What researchers did was to train Frankie, a German Shepherd mix, to distinguish between urine from people with thyroid cancer and urine from people without the disease. The test had a 90 percent success rate.
Currently, the preferred method to diagnose thyroid cancer is a fine-needle aspiration biopsy, which is rather invasive for the patient. Yet many diagnostic techniques have less than perfect accuracy, leading to many unnecessary thyroid surgeries, according to senior researcher Donald Bodenner.
In an effort to provide an alternative to such invasive tests, the researchers trained Frankie to recognize the smell of cancerous human thyroid tissue. He had been trained to lie down when he smelled cancer, and to turn away when he did not.
They collected urine samples from 34 patients: 15 affected by thyroid cancer and 19 with benigne thyroid desease and kept the results secret.
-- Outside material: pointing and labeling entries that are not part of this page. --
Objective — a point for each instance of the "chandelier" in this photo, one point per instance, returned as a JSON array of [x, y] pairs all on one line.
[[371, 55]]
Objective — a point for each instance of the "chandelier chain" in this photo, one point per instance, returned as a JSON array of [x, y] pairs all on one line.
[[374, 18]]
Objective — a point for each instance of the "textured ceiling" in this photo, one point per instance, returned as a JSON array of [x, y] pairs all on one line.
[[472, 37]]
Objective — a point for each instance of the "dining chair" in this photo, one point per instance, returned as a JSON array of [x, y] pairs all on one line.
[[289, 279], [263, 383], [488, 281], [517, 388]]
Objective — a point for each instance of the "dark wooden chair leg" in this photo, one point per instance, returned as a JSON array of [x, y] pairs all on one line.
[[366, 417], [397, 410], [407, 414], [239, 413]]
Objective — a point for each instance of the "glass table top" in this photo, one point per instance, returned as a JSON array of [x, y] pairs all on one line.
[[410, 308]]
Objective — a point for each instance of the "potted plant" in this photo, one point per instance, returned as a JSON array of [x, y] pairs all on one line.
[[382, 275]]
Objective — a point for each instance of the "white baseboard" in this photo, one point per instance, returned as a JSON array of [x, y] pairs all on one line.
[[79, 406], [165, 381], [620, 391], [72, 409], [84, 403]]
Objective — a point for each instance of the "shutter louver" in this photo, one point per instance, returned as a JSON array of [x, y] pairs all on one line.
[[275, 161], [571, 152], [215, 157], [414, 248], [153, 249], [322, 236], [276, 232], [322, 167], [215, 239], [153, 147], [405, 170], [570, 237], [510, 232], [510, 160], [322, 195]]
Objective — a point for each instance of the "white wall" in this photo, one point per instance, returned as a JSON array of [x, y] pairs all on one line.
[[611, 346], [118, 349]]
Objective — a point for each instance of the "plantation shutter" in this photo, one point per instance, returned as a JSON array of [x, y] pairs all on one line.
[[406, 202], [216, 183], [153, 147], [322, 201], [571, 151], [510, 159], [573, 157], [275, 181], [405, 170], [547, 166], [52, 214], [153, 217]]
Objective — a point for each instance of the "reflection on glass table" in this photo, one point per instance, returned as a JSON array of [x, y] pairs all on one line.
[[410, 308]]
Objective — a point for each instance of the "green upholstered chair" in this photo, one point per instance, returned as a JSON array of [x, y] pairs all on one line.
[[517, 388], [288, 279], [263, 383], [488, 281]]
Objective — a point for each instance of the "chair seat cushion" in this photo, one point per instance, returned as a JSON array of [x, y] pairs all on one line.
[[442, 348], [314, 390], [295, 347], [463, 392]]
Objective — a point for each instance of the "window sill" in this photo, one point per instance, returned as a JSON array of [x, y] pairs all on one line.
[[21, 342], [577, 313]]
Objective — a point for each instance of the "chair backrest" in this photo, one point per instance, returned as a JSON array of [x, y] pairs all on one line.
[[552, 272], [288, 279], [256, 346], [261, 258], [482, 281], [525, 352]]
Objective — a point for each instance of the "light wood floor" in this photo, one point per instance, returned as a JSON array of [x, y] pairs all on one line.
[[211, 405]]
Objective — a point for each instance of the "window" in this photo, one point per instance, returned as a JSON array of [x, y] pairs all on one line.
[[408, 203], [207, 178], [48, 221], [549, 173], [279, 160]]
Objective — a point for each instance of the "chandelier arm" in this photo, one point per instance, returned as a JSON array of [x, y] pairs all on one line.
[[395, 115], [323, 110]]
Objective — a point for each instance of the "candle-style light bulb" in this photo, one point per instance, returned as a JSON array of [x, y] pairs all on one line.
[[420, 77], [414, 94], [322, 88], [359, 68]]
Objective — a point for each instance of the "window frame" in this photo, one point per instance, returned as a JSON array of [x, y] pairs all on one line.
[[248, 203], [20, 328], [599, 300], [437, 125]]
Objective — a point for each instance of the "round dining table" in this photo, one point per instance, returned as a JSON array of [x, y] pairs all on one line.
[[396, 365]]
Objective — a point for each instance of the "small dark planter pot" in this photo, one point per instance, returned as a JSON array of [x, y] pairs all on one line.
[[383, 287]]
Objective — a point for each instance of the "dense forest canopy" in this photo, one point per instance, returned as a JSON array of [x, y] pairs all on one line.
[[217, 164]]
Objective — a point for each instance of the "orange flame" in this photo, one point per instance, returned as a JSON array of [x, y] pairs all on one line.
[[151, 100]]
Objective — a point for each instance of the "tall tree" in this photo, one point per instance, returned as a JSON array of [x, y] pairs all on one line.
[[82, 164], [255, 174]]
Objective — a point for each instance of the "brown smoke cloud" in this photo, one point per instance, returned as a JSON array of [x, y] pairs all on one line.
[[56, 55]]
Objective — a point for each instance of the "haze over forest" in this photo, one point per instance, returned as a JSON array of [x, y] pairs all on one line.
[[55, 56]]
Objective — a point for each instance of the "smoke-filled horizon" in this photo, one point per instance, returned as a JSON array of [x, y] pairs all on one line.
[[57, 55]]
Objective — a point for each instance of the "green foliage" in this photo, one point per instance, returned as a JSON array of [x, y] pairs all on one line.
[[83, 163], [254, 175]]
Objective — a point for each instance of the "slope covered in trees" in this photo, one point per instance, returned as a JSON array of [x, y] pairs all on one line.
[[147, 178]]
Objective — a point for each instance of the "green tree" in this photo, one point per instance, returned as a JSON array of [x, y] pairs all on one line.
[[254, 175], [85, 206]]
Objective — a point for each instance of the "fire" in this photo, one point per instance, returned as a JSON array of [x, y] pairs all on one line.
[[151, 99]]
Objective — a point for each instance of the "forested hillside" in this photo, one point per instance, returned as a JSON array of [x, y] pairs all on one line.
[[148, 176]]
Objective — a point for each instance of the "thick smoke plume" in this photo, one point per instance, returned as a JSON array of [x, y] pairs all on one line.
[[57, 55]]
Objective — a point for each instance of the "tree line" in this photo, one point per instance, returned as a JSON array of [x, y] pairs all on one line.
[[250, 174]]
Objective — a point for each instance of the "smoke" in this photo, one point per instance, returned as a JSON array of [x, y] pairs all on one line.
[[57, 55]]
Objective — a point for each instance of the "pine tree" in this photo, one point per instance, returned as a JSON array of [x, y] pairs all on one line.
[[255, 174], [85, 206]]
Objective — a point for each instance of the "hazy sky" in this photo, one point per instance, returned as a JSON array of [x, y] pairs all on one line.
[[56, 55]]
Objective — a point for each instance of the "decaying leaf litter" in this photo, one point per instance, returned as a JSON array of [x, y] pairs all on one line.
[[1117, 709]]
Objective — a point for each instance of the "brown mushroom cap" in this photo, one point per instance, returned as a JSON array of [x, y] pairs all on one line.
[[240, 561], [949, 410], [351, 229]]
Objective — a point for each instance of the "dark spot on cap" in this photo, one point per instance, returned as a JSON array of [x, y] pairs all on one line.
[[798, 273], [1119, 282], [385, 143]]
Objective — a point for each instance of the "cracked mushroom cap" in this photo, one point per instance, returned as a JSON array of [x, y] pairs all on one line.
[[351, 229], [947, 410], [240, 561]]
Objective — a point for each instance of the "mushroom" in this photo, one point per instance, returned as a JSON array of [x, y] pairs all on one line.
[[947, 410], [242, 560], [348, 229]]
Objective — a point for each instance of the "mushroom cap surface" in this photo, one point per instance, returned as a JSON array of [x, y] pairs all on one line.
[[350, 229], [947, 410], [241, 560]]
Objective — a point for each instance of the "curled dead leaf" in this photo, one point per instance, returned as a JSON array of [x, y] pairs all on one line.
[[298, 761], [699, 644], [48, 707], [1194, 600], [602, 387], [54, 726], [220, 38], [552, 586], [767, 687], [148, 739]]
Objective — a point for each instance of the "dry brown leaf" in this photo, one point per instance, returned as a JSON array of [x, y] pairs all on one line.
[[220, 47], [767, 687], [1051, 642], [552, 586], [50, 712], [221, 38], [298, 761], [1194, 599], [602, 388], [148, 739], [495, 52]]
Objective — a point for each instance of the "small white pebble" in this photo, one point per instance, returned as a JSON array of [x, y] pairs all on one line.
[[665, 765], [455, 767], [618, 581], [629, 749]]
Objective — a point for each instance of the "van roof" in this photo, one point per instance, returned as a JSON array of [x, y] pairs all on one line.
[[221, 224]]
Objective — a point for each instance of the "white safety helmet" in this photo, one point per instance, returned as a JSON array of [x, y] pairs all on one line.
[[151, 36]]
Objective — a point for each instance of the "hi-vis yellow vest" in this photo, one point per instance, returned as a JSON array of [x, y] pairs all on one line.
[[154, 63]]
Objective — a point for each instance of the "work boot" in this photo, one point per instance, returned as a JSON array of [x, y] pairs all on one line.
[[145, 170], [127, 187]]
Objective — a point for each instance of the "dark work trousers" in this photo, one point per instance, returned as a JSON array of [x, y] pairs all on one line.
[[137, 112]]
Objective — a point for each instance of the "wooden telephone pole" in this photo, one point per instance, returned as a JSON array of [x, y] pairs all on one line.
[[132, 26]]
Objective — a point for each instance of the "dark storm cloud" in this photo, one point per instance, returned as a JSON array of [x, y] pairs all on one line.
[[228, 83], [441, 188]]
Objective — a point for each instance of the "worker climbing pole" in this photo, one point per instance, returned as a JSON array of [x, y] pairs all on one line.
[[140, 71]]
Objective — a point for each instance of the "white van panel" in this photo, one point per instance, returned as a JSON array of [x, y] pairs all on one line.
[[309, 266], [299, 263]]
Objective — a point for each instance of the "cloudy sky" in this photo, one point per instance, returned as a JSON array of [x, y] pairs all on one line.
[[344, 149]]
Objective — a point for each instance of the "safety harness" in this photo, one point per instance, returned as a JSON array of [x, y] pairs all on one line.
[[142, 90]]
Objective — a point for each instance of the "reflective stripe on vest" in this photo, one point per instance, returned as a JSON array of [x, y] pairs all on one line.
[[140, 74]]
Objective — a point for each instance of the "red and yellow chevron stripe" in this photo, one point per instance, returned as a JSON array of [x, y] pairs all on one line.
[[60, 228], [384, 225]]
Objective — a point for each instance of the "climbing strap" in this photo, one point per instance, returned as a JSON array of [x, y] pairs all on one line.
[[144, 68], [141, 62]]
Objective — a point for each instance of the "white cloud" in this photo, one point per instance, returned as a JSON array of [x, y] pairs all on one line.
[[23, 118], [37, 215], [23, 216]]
Then, a dog handler had Frankie sniff the urine samples (with occasional breaks to sniff a known cancerous sample in order to be rewarded for correct identification and keep him motivated to continue). Frankie correctly identified 30 of the 34 samples. Such an accuracy is comparable to that of fine-needle aspiration biopsy.
The use of dogs or other animals to detect cancer is a growing field of research. The reason is simple: while humans have only 5 million scent receptors in their noses, dogs have about 200 million, giving them a sense of smell a thousand times more sensitive.